Poi , all’opinione su Stalin come “vero marxista” , credo sia meglio non rispondere ; penso che rispondere non abbia nemmeno senso .
@Paolo Selmi
Leggerò la tua traduzione e complimenti per la tua scelta sul servizio civile .
Il mio ideale regolativo non è sostituire lo Stato Nazionale , con un Super Stato Nazionale più grande . Ma riarticolare forme e pratiche di antagonismo tra capitale e lavoro attraverso tutti i livelli ( che siano percepiti come locali , glocali , metropolitani , regionali , continentali , globali , transtatali ecc ) e pensare ai diritti sociali e civili come appartenenti non al cittadino , ma alla persona , quale che sia il luogo del mondo in cui si trova . Non esiste una ricetta prestabilita per questa idea regolativa , se non ogni volta che se ne ha l’occasione allargare le frontiere della democrazia ( non solo formale , ma materiale ) e dell’emancipazione ( civile e sociale ) alla “parte dei senza parte” . Stare quindi ogni volta dalla “parte dei senza parte” , secondo la nota formula di Rancière .
capisco al 100% il tuo punto di vista, ma perdonami perché no, non torno a Marx e butto un secolo di lotte insieme all'acqua sporca... lo devo a mio nonno, a mio padre, lo devo pure a te, Mario (ho la sensazione che tu abbia più di 44 anni e sia maggiore di me... e quindi qualche lotta in più di me tu l'abbia fatta), e a tutti quelli che ho conosciuto e che mi hanno fatto diventare quello che sono, e che - aggiungo - ci hanno fatto diventare quello che siamo. E che, giurin giuretta concludo per davvero, non conosciamo neppure, perché dall'altra parte di un muro dove erano tutti sporchi, cattivi, mangiavano i bambini, ma che al solo nominarne lo spettro qui i padroni calavano le braghe. La prova del nove ce l'hai con le grandi conquiste operaie ottenute da quando non c'è più l'URSS, anzi, da poco meno di dieci anni prima, quando morivano tutti di raffredore (fa freddo da quelle parti...) e han capito che non poteva fare paura più a nessuno. A parte in Rocky IV, Rambo III e Invasion USA con Chuck Norris che difende il patrio suolo a stelle e strisce dall'invasione... cubana (sic!).

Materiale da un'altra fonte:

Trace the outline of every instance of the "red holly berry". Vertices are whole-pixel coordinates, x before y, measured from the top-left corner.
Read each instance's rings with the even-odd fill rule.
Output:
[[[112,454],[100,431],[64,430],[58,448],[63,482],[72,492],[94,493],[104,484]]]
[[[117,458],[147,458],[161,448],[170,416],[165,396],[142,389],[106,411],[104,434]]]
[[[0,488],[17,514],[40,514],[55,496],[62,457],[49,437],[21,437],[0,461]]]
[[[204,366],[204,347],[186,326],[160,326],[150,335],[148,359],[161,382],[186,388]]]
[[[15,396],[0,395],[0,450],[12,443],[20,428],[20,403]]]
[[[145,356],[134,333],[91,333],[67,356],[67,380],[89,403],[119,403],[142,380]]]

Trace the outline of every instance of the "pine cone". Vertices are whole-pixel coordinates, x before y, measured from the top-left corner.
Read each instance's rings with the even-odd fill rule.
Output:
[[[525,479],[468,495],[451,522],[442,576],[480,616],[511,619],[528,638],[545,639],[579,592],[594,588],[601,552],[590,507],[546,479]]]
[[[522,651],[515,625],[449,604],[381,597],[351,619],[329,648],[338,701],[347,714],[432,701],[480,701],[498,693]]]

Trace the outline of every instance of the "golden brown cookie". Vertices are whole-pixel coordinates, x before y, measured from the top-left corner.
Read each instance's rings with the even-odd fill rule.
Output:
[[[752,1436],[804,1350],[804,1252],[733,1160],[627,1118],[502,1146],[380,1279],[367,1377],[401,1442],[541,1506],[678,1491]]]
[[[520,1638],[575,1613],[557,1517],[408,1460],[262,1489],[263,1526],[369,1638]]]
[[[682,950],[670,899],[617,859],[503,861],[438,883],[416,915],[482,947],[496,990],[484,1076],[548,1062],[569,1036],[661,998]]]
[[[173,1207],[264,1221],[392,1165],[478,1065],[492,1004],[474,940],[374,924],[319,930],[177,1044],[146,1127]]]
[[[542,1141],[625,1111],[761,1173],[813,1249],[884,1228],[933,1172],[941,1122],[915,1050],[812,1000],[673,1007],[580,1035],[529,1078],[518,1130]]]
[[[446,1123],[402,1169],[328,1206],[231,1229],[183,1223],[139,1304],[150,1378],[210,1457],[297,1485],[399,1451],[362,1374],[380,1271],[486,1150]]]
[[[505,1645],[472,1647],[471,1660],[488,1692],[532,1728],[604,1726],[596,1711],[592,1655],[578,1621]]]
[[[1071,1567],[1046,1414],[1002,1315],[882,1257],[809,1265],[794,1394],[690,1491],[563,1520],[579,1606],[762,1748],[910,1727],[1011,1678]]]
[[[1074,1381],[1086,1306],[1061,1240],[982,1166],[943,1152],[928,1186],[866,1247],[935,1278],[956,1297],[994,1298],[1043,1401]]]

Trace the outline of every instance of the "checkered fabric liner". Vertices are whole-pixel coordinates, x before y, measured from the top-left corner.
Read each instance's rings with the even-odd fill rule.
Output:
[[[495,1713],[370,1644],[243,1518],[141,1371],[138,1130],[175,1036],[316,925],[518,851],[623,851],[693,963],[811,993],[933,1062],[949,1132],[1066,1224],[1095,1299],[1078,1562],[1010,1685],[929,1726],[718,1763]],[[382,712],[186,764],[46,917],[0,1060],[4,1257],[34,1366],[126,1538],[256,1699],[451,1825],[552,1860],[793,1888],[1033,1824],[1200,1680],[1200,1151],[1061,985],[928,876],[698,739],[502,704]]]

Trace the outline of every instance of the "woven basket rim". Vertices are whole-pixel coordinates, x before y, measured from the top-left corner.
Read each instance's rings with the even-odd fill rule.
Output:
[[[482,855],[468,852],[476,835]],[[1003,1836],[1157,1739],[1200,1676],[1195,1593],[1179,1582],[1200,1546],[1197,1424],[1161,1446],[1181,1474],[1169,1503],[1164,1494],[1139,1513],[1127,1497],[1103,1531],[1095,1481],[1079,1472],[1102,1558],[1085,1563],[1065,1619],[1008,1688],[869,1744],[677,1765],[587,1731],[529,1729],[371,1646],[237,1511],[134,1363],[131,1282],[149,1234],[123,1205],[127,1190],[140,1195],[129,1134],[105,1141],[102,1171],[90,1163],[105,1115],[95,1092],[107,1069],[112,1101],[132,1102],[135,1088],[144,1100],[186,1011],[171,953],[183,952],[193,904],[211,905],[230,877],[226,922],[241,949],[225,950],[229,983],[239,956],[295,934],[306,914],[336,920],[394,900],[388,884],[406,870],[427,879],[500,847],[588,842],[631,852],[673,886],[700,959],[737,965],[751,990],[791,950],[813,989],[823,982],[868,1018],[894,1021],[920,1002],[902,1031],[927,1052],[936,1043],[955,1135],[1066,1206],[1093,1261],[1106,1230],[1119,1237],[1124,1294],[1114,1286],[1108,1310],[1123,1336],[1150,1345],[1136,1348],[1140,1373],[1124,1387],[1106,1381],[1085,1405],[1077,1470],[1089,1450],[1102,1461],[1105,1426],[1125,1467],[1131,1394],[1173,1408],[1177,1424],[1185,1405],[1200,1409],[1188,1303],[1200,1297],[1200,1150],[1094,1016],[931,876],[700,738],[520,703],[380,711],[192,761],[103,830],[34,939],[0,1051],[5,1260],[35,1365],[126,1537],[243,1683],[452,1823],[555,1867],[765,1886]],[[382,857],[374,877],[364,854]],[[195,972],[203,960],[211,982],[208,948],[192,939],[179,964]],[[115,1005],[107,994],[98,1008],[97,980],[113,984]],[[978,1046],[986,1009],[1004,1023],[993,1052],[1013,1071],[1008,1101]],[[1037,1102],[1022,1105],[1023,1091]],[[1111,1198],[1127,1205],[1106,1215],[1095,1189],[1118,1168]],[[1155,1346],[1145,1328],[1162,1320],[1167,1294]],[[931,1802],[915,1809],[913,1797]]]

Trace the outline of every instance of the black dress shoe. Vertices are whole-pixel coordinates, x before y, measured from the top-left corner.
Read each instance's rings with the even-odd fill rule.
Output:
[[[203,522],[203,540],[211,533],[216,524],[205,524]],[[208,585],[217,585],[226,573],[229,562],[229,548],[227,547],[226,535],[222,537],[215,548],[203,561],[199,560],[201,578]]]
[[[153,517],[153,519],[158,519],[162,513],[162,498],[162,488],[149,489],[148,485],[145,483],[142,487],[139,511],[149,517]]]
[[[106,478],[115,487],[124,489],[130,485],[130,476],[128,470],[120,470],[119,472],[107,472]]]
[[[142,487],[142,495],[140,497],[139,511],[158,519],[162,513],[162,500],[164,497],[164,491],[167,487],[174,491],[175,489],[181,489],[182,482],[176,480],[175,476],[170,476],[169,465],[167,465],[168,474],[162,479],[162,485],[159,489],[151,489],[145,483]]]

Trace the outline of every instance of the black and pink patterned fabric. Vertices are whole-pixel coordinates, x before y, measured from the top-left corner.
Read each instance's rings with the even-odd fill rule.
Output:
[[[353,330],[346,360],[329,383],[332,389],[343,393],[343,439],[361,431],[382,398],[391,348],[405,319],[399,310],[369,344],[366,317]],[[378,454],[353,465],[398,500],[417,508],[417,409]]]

Un'ultima cosa, Mario. Proprio perché abbiamo avuto un laboratorio lungo un secolo, parliamo di ricette, davvero. Non è tempo buttato via. Primo perché in epoca di pensiero unico, da oriente a occidente, non lo fa nessuno. Vuoi sapere cosa dice un "marxista" cinese dei brani di Marx (di MARX, non dei brutti sporchi cattivi seguenti) che stiamo citando? Che sono come le barzellette con bestemmia di Berlusconi agli occhi di un compiacente cardinale... che vanno "contestualizzate". Quindi Marx parla di proprietà sociale? Va contestualizzato... Parla di piano? Va contestualizzato... parla di superamento del modo capitalistico di produzione? Va contestualizzato... dal marxismo al marxianesimo (sono marxiano ma non marxista...), dal marxianesimo alla marxologia, dalla marxologia al marxume, e da quello... al marciume ideologico di un relativistico, eclettico, hard discount dove ognuno pesca qualcosa di ciò che vuole.
Parliamo quindi di ricette. Per esempio, io e Anna abbiamo avuto uno scambio davvero molto proficuo. Alla fine lo scoglio da affrontare non era proprietà sociale si proprietà sociale no, non era pianificazione si pianificazione no: non ritieni che sia un grande passo avanti, visto che su questi due punti c'è gente che si dice non "comunista così", ma "comunista così!!!!", alla Mario Brega, ma che poi difende l'indifendibile, chiama marxismo ciò che non lo è, e dice che la Cina si incammina a grandi passi verso il socialismo? Un socialismo... che va contestualizzato, come le barzellette col porco finale di B. Chierici di tutto il mondo, unitevi...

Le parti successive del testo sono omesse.